Cervical Mucus Method: This FAM method is where you chart your daily discharge. Your body typically produces the most mucus right before ovulation. As you are closer to ovulation your cervical mucus will become more creamy, thick and white.
Keeping track of these bodily changes will help you develop a pattern to know when you are ovulating and most fertile. You usually need to chart for at least 6 months for a correct pattern to develop and the week be most accurate.
Blood Work & Checkups
Our body’s are extremely complex and even correcting small things can make a huge difference. This is why it is important to get a check up and blood work done from your primary care provider. Your blood work should include thyroid levels and hormones since they are key in your fertility. Another test to consider is getting a food allergen test. A food allergy or intolerance can cause an inflammatory response in the body, which can lead to chronic inflammation. Chronic inflammation can cause reproductive conditions such as endometriosis, PCOS, fibroids and cysts, adenomyosis and pelvic inflammatory disease. Discovering what foods trigger inflammation can help you create a diet that works best for you and your body.
Limit Caffeine & Alcohol
Caffeine affects activity in our hypothalamus, pituitary glands and adrenal glands, which all contribute to stress and secreting hormones. Caffeine can stimulate or re-create “stress” and can cause an imbalance of hormones in our body. Some research has also shown that caffeine may alter estrogen levels, which directly impacts our reproductive health. Alcohol can disrupt hormones by impairing the function of the glands that secrete them, including reproductive hormones. Intense chronic drinking can disrupt or cease your menstrual cycle, leading to cycles without ovulation or some extreme causes, early menopause.
Yoga & Acupuncture
Yoga is a great form of exercise and meditation that may be perfect for you to add into your weekly routine. Yoga has been shown to reduce stress, which as mentioned above, can affect our fertility. Specific poses can also increase blood flow to our pelvic cavity, which stimulates hormone producing glands as well as relaxing muscle tension.

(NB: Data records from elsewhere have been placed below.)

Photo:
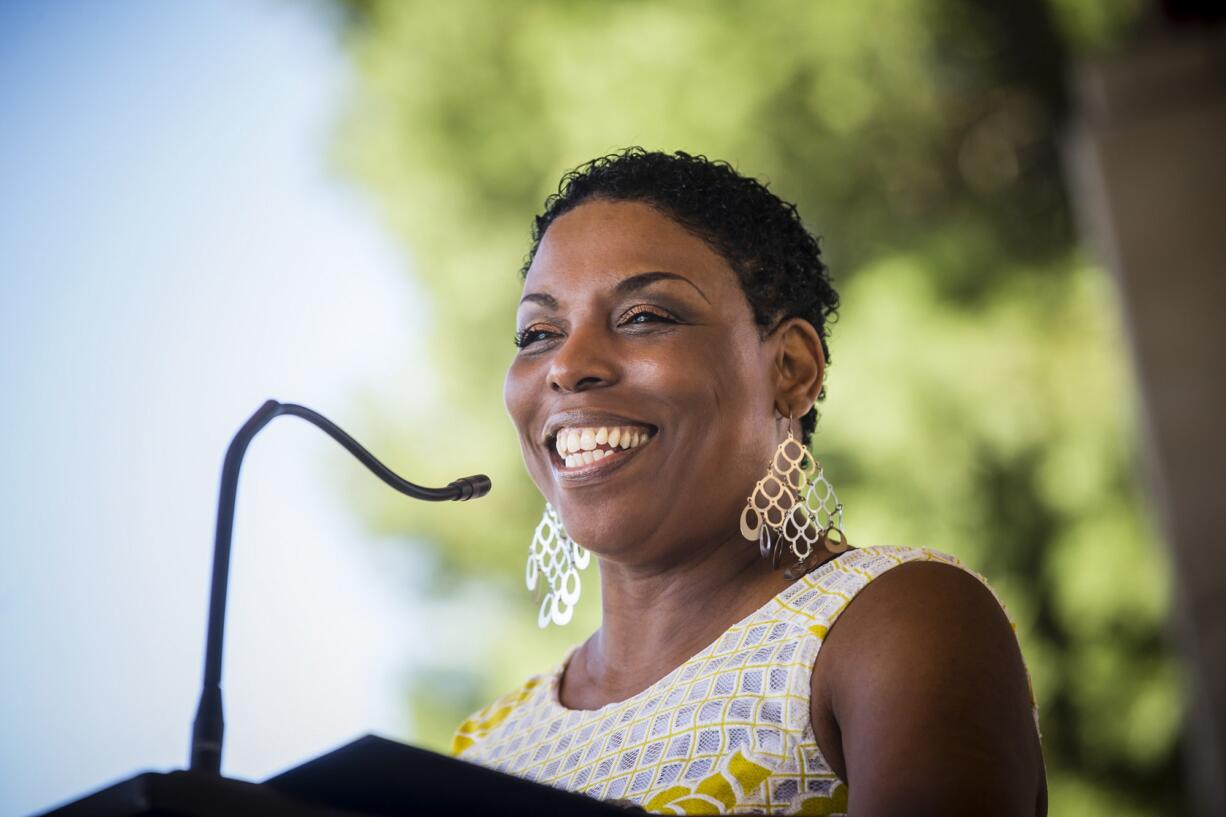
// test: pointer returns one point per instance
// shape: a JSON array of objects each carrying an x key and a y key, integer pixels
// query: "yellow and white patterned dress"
[{"x": 727, "y": 731}]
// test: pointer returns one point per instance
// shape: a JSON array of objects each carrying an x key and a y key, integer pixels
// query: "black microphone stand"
[
  {"x": 369, "y": 777},
  {"x": 209, "y": 726}
]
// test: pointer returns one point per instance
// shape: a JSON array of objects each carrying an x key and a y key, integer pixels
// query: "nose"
[{"x": 584, "y": 361}]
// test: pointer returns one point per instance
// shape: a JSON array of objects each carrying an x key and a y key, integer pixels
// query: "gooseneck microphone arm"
[{"x": 209, "y": 726}]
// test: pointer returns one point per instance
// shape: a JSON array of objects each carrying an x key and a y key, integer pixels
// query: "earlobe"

Acupuncture uses very small, thin needles on specific points of the body to stimulate blood flow to that area. I have seen many positive personal benefits from acupuncture and as someone who is not a fan of needles, you can’t even feel them! Acupuncture may be helpful for some to circulate blood flow to their reproductive organs, balance hormones and even relieve stress. Research acupuncture in your area to find an acupuncturist with a license and one that provides a safe practice.